# Buying Beneficial Bacteria



## Byronicle (Apr 18, 2009)

I was up in Waterloo last weekend, where a librarian from Wilfrid Laurier who is a fish enthusiast was telling me how there is a work study group in Waterloo University that has discovered something quite interesting.

Basically, they said that the "beneficial bacteria" that you can buy from stores are not even the same bacteria that are actually involved in the cycling process. They swab the aquarium, identified the bacteria and compared them to the store bought bacteria, and the results are they do not match, and the store bought bacteria also do not participate in the nitrate cycle at all  

Right now, they are trying to compare the bacteria in saltwater aquariums and compare that.


----------



## ameekplec. (May 1, 2008)

I would believe it.

I was going to buy some to see if there were any live bacteria in them at all, but I decided against it since I didn't want to waste $30 on products I don't believe in.

Would be neat to see their study though. Any links to an article?


----------



## Byronicle (Apr 18, 2009)

Yea, funny thing is they did not publish the article yet. They are a little hesitant because they don't like the idea of telling the fish industry that this bacteria business is a scam. But I will email the librarian to keep me updated


----------



## Hitch (Apr 26, 2009)

not surprised at all. Are you sure there isnt already article about that? I thought I read it somewhere....

though one thing I am interested in is their methodologies...

but I would imagine they would not want to release sections before publishing.


----------



## Zebrapl3co (Mar 29, 2006)

Yup, it's full of crap in those bio-bottles. A complete waste of money. What you might want to engage the librarian in, is purchase a bottle of Bio-spira and test that for traces of those nitrate eating beneficial bacteria. Many user have complain about the uselessness of those crap bottles, but have reported that Bio-spira works.
To expand this further, I know that in Asia, there is a powder form being sold that has claim to contain the dormat dry form of the beneficial bacteria. Just like yeast.
Now that was be a worthing study.

*Never pay again for live sex! | Hot girls doing naughty stuff for free! | Chat for free!*


----------



## j2quinn (Nov 23, 2006)

no scientist would hestitate to publish a paper that would discredit a company. trust me. especially if the paper is published in a peer-reviewed journal. it would be interesting to see why they haven't published.


----------



## rojowe (Nov 28, 2009)

There was a study done a while back...here is a link to another forum where they were asking the same thing....
http://www.practicalfishkeeping.co.uk/forum/showthread.php?t=480

"Does not work" is perhaps unfair, as it's rather difficult to say this without conducting a rigorous controlled trial of the product.

A published experiment looking at Hagen Cycle has in fact shown that nitrite levels decreased earlier than they did in non-treated tanks, so it does something.

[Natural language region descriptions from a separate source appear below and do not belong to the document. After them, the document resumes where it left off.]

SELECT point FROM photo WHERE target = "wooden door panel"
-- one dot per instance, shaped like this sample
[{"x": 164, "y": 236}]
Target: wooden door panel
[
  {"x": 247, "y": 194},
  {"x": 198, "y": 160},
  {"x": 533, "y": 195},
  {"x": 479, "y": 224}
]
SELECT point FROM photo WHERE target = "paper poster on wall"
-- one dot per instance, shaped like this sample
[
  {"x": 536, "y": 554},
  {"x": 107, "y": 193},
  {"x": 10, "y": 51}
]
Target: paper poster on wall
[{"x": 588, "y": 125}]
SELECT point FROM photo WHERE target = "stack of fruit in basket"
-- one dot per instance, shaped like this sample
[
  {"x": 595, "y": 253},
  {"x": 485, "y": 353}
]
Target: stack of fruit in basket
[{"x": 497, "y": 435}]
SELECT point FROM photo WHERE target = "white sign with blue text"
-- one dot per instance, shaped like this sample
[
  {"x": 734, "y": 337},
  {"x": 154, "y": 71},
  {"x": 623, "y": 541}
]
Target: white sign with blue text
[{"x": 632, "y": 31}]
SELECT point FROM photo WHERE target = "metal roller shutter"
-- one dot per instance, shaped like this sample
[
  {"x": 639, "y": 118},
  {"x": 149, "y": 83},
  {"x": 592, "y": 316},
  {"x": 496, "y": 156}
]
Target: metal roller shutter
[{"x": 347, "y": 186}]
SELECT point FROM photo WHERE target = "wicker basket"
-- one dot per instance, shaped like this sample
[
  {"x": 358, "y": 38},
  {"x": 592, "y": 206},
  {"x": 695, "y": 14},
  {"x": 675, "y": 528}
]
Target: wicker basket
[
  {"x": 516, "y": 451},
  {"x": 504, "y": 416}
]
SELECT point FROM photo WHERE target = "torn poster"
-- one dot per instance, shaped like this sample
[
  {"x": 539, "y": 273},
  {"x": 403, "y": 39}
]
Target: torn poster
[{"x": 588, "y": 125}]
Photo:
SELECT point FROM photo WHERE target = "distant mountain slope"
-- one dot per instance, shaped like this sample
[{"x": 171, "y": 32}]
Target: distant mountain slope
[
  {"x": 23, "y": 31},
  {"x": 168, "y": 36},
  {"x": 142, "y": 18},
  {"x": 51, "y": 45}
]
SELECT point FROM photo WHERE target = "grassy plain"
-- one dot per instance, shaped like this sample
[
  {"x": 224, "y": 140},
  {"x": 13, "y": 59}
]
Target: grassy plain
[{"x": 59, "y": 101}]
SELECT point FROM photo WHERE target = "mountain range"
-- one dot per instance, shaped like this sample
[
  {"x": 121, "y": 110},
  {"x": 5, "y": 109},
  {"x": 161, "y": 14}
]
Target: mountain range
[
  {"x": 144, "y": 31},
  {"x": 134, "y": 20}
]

However, the authors were unable to provide evidence that the bacteria present were actively growing in the aquaria, so it might not be quite as effective as we'd like it to be.

The study, led by Dr Timothy Hovanec at the University of California, was published in Applied Environmental Microbiology in January 1998 and was one of the first to demonstrate that Nitrospira-like bacteria were those responsible for nitrite oxidation in freshwater aquaria.

Hagen Cycle was added to some aquaria in a controlled experiment to determine its effects. The study claims that Cycle contains Nitrobacter and not Nitrospira, meaning that the product is essentially based on the less dominant type of bacteria found in biological filtration. You can read the paper here.

It is worth noting that this study is now nearly 10 years old and it is possible that Hagen may well have reformulated Cycle as a result of the findings. Following the study, and subsequent work, several other manufacturers have switched from adding Nitrosomonas and Nitrobacter to using Nitrospira. Tetra's SafeStart being one recent example.
__________________


----------



## Shattered (Feb 13, 2008)

It's an interesting point. Personally I do believe that it's not a beneficial product, but it's based on personal experience. I have always had better success doing a fishless cycle with ammonia, than using those products.


----------



## click (Nov 8, 2009)

From what I know the bacteria in those bottles is not the aquatic type but the type you usually find in soil. It acts the same and it does the job for a short period of time but die because they are not made for the aquatic evironment. No tank will get cycled with that type of bacteria and since it consumes the ammonia and nitrites, it prevents the aquatic bacteria to develop. As soon as the product is stopped from being added to the water, the cycle restarts.


----------



## rojowe (Nov 28, 2009)

My experience using Seachem Stability was extremely good. I can't say about the other as I have never used them. I accidentally killed off all my BB and my fish started dying, this was when I first started keeping fish, I found out that I killed off my BB so I ran out and grabbed Stability, the next day the fish were acting normal again and by the end of the 7 days of using Stability my parameters were back at normal. All I can say is the product aparentally worked for me


----------



## Harry Muscle (Mar 21, 2007)

Byronicle said:


> I was up in Waterloo last weekend, where a librarian from Wilfrid Laurier who is a fish enthusiast was telling me how there is a work study group in Waterloo University that has discovered something quite interesting.
> 
> Basically, they said that the "beneficial bacteria" that you can buy from stores are not even the same bacteria that are actually involved in the cycling process. They swab the aquarium, identified the bacteria and compared them to the store bought bacteria, and the results are they do not match, and the store bought bacteria also do not participate in the nitrate cycle at all
> 
> Right now, they are trying to compare the bacteria in saltwater aquariums and compare that.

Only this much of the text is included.